By RNZ
An American woman who tested positive for coronavirus has revealed she has no symptoms.
More than 1,300 people have died after contracting Covid-19 coronavirus but Rebecca Frasure from the United States does not appear to be unwell.
Frasure told Checkpoint in a video interview from isolation in a Tokyo hospital that she tested positive for the virus while on board the Diamond Princess cruise ship.
The ship is docked in Yokohama and all passengers on board are quarantined for 14 days. Frasure's husband is still there.
"I never really felt unwell, I had a little bit of a cough when they told me," she said.
"When I got here I had a bit of a fever, but all of that has normalised and I have no symptoms."
She is not being treated with any medication, but simply seeing out the illness while being monitored in isolation at the hospital.
"Doctors and nurses who come in, they have like a plastic gown or apron covering their scrubs, a mask, a face shield, gloves, they do that every time they come in.
"They're just checking vitals - temperature, lungs, blood pressure, heart rate, and they do that a few times a day.

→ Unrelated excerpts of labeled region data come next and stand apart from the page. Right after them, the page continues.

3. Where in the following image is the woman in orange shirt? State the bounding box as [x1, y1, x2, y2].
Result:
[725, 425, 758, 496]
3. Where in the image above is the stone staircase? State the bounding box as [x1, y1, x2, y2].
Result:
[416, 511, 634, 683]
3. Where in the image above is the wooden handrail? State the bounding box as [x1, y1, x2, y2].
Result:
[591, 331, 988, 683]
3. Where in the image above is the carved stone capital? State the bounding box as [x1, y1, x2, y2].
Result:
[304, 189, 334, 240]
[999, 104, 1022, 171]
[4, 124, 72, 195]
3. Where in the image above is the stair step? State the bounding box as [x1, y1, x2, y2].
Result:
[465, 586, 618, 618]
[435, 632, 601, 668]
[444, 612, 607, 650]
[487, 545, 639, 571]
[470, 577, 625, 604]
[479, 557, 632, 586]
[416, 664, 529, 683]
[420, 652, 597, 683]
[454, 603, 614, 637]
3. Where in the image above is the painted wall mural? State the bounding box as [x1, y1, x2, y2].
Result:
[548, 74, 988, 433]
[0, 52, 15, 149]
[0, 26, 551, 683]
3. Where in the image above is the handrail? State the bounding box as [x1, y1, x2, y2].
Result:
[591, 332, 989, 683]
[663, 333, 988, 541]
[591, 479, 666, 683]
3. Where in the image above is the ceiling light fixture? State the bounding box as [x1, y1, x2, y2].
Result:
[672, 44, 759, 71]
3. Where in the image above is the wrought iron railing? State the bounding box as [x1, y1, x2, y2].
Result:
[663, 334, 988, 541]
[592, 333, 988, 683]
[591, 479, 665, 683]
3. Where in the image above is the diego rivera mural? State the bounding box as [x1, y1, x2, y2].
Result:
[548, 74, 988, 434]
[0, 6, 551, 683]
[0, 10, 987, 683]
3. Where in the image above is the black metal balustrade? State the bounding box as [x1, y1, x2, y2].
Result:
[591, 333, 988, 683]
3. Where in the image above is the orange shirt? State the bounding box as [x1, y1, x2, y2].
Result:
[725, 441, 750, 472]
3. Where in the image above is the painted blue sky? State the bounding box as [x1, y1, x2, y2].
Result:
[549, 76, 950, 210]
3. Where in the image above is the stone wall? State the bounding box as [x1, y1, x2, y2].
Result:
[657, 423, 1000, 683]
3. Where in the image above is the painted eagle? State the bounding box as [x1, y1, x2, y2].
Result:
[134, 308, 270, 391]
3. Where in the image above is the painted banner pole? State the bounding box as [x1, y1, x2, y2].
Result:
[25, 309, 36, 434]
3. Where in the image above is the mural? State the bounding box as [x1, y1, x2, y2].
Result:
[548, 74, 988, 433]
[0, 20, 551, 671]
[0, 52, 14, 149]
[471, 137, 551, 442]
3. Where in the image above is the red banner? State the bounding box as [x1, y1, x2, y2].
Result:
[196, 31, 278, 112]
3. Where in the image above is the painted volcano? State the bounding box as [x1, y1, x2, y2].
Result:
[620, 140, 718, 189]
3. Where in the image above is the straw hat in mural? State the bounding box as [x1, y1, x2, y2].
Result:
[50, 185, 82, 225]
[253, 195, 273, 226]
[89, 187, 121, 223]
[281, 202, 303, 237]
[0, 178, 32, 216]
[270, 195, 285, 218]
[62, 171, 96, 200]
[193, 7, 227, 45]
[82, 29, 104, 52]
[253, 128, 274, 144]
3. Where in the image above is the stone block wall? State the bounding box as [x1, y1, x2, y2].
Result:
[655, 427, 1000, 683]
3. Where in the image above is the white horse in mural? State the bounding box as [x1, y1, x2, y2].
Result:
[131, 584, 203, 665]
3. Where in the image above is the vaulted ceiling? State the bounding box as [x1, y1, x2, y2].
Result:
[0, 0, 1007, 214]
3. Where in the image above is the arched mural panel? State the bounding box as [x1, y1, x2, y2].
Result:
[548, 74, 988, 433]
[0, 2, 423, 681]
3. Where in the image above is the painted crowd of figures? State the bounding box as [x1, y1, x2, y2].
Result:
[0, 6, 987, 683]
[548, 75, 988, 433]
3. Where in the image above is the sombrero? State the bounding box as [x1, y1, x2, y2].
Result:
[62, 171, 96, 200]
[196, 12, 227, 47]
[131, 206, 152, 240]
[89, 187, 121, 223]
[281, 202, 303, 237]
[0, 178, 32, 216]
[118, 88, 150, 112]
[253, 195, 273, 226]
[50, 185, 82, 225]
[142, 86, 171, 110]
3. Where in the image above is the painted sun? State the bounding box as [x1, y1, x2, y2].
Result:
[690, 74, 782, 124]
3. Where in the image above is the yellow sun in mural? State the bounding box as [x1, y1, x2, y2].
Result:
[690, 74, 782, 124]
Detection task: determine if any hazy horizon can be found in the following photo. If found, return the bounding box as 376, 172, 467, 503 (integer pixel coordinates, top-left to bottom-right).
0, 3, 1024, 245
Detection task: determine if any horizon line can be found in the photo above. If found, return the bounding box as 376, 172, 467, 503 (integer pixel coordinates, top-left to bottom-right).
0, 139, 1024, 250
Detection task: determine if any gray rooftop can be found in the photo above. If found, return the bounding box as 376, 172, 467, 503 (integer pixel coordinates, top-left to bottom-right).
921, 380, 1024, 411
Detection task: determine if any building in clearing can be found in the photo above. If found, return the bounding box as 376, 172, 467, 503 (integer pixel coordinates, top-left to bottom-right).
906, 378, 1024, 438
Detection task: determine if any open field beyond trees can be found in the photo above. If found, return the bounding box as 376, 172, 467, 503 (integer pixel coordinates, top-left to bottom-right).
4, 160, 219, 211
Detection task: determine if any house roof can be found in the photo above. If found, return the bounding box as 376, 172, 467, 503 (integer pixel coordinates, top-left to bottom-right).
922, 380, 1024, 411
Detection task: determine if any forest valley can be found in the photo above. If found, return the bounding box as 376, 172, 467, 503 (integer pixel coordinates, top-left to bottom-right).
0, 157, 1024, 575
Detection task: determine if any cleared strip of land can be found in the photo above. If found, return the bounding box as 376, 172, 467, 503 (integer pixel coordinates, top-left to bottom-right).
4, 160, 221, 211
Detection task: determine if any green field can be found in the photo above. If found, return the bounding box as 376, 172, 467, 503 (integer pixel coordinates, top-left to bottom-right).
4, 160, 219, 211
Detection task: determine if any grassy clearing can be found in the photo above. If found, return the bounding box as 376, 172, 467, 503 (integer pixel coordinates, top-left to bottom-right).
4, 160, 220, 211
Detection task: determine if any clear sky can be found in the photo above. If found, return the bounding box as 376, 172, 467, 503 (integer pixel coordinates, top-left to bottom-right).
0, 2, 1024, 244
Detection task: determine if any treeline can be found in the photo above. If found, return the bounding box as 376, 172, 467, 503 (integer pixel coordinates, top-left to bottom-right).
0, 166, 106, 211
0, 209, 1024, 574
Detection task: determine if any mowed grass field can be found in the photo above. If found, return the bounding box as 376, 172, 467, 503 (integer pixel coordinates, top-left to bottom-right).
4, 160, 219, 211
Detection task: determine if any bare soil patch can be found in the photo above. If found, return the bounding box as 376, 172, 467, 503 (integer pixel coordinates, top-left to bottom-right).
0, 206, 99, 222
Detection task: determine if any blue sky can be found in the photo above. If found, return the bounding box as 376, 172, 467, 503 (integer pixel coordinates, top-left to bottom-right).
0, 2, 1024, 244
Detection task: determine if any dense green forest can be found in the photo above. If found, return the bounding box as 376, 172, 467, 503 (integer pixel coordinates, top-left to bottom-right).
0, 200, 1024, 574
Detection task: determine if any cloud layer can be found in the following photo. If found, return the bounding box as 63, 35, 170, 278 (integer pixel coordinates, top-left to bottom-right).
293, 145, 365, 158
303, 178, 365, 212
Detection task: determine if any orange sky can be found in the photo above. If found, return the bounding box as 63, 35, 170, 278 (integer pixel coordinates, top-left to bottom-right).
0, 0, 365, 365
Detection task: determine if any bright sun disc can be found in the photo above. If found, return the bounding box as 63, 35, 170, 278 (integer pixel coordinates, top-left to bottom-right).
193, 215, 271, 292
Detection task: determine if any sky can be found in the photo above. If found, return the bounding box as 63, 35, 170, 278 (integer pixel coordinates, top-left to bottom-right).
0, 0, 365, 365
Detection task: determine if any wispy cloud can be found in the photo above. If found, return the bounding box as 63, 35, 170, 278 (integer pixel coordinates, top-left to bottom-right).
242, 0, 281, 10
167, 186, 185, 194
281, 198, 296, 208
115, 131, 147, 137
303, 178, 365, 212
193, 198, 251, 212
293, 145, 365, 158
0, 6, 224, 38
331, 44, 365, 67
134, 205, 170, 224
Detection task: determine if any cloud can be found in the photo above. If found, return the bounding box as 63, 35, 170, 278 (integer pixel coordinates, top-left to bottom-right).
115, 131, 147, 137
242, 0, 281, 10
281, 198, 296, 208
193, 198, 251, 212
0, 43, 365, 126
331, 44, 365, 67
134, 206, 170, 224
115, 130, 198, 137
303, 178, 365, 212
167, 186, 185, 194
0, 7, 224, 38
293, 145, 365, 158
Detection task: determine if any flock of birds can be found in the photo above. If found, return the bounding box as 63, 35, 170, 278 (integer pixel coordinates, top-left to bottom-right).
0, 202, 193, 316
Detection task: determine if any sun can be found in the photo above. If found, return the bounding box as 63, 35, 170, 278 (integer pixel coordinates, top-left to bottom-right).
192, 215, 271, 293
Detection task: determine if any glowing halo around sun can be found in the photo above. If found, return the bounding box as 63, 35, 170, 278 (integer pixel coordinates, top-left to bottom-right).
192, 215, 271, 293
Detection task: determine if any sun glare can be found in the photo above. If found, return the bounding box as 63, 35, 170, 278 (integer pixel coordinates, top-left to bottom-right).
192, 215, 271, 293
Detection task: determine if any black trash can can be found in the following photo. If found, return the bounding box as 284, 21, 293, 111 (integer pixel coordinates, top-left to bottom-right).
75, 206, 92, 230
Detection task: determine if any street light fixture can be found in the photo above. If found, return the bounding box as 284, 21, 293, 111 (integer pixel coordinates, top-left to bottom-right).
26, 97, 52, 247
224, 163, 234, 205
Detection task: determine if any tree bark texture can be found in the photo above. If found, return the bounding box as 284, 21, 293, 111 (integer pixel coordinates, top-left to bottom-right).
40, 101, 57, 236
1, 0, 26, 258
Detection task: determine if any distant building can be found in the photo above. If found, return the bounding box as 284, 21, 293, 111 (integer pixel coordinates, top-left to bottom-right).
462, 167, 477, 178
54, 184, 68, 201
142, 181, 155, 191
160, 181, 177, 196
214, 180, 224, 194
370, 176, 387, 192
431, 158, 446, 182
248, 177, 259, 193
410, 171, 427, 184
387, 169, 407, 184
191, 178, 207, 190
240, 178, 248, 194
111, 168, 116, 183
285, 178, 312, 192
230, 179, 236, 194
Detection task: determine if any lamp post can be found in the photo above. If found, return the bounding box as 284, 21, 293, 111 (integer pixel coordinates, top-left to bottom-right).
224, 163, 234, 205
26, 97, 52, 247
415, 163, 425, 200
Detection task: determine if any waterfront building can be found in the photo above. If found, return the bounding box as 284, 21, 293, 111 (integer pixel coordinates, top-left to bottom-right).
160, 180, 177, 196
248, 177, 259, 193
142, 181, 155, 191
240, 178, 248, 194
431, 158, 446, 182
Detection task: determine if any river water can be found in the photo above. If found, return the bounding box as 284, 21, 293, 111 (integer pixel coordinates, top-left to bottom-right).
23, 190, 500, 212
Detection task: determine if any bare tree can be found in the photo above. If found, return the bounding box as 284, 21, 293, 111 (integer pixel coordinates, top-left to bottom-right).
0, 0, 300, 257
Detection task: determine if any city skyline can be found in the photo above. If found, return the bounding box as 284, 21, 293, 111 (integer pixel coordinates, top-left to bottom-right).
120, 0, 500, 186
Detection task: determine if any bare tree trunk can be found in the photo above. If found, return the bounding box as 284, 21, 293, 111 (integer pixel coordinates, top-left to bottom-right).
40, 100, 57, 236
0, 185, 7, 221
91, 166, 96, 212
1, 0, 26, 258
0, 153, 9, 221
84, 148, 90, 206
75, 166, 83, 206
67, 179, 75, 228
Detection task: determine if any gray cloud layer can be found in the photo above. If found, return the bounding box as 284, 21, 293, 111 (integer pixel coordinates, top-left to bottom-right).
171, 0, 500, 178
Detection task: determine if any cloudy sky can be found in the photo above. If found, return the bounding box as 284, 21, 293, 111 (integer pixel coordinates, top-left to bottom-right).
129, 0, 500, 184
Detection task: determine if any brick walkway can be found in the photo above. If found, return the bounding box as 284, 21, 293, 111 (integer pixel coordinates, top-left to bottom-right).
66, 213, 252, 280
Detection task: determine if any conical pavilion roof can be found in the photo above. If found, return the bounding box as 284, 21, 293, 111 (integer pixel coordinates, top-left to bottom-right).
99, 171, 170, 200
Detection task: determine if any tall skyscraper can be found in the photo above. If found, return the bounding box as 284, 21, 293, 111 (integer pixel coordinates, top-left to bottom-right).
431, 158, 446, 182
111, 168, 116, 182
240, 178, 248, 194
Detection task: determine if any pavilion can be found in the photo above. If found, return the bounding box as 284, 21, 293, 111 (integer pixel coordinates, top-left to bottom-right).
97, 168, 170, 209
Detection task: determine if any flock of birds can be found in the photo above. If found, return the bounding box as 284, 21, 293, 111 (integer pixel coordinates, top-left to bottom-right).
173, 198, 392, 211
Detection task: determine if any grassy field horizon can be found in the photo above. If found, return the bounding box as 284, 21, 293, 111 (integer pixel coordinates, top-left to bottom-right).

"I am going to be tested later on today for the virus - it's a two-step process. I'll be tested today and tomorrow, and I'll have to wait for those results."
Frasure's husband is still testing negative she said.
"I'd like it to stay that way… just waiting till we can be reunited."
She said there's no indication why she contracted the virus and her husband did not.
"It's just the luck of the draw. I'm just lucky like that, I guess."
If Frasure's latest tests show negative results, she will be free to go and will wait in the area until her husband is free from the quarantined cruise ship.
"I feel perfectly healthy. So it really came as quite a shock that I have this. I expected it to be way more severe," she said.
"So it sounds like that is the case for the majority of the coronavirus 'sufferers'.
"A lot of them don't experience or exhibit a lot of symptoms, it's really those specialised age groups who are most at-risk that develop the extreme symptoms."
Frasure is relaxed about the ordeal.
"This is just a blip on the radar and in hopefully a couple of weeks, a month, a year, it'll all be a distant memory."